Mr Conlon, who was 60, had been ill for some time. He died this morning at his home off the Falls Road in west Belfast.

He was arrested along with Paul Hill, Carole Richardson and Paddy Armstrong and they were convicted of the 1974 Guildford pub bombings, which were carried out by the IRA.

They became known as the Guildford Four and were jailed for life in 1975 for the bombing campaign that killed five people and injured 65.

Mr Conlon's father, Giuseppe, was jailed as part of a discredited investigation into a supposed bomb making family - the Maguire Seven - later that year.

He had one lung, emphysema, and had just undergone chemotherapy. He died in prison five years later.

The Guildford Four were freed in 1989.

An investigation by Avon and Somerset Police found serious flaws in the way Surrey Police handled the case.

As he emerged free from the Court of Appeal Mr Conlon declared: "I have been in prison for something I did not do.
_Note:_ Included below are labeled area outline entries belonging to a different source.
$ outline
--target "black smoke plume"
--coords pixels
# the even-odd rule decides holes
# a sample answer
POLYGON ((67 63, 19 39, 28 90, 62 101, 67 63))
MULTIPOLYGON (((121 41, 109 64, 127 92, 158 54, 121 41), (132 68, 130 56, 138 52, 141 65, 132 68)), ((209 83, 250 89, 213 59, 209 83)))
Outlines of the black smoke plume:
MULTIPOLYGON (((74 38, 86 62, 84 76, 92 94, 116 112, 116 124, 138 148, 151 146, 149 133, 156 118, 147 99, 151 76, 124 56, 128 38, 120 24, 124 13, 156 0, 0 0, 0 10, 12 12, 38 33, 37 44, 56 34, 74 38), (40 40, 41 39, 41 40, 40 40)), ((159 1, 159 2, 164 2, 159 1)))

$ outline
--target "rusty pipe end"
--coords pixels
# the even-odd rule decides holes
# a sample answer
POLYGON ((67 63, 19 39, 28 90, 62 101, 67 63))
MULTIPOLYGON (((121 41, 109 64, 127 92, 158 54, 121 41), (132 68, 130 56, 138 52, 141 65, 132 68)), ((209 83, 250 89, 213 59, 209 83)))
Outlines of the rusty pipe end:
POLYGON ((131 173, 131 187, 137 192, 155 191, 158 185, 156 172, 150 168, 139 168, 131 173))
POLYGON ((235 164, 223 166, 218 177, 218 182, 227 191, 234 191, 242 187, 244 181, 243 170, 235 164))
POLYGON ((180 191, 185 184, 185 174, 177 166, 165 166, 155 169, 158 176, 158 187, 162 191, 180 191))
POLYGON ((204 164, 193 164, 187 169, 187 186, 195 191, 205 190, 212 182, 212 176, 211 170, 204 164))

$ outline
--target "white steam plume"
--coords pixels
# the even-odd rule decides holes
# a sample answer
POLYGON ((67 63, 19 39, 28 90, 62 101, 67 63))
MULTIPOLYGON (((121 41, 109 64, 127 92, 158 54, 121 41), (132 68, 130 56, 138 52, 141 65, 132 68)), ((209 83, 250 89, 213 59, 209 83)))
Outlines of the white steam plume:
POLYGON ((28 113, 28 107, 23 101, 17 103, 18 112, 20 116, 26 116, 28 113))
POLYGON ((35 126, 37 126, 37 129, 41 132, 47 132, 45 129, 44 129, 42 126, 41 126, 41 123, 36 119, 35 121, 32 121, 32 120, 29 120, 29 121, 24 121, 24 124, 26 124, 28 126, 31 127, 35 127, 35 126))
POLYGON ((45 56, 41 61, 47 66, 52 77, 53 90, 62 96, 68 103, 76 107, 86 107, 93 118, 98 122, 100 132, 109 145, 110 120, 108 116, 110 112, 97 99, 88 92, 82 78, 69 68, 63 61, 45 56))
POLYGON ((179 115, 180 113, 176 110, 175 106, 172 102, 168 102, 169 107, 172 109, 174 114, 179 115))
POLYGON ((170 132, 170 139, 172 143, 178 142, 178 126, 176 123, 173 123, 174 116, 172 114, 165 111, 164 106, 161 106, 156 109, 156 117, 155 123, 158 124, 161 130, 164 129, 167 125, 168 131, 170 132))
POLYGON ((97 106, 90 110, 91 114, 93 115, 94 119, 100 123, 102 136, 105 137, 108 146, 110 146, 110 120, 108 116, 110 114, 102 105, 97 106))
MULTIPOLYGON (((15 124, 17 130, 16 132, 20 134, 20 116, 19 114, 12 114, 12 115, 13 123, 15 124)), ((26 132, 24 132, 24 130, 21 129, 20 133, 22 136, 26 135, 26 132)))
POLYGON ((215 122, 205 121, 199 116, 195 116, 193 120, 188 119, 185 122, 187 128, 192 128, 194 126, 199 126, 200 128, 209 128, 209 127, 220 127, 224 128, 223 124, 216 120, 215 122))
I am totally innocent."

Finally, 16 years after their release, then British Prime Minister Tony Blair apologised for the miscarriage of justice.

The jailing of the Guildford Four is considered the biggest miscarriage of justice in British legal history.

Mr Conlon's family issued a statement today through his lawyer Gareth Peirce.

It said: "This morning we lost our Gerry. "He brought life, love, intelligence, wit and strength to our family through its darkest hours.

"He helped us to survive what we were not meant to survive.

"We recognise that what he achieved by fighting for justice for us had a far, far greater importance - it forced the world's closed eyes to be opened to injustice; it forced unimaginable wickedness to be acknowledged; we believe it changed the course of history.

"We thank him for his life and we thank all his many friends for their love."

Alex Attwood, SDLP Assembly member paid tribute to him.

"He'd given an awful lot but yet had so much more to give," Mr Attwood said.

"What he learned from his time in prison and campaign for release was the importance of not only raging against his own injustice but fighting for those who had also suffered miscarriages of justice."

Mr Attwood added: "He's now with his dad and his mum."

His mother Sarah, a tireless campaigner for their freedom, died in 2008, aged 82.

Sinn Féin president Gerry Adams expressed his shock and deep sadness at the news.

"Gerry and his father Giuseppe were two of the most infamous examples of miscarriages of justice by the British political and judicial system," Mr Adams said.

Tánaiste Eamon Gilmore also expressed his condolences to Mr Conlon's family and friends, saying "his loss will be felt within the community in west Belfast and across the world with all those who work in the pursuit of justice."

Fianna Fáil spokesperson on Foreign Affairs, Brendan Smyth, also expressed condolences on behalf of the Fianna Fáil party.

In 2009 Mr Conlon wrote about the personal and emotional battles he suffered as a result of his incarceration and fight for freedom.

He suffered two breakdowns, attempted suicide and became addicted to drugs and alcohol following his release.

Mr Conlon also only began enduring nightmares after securing freedom.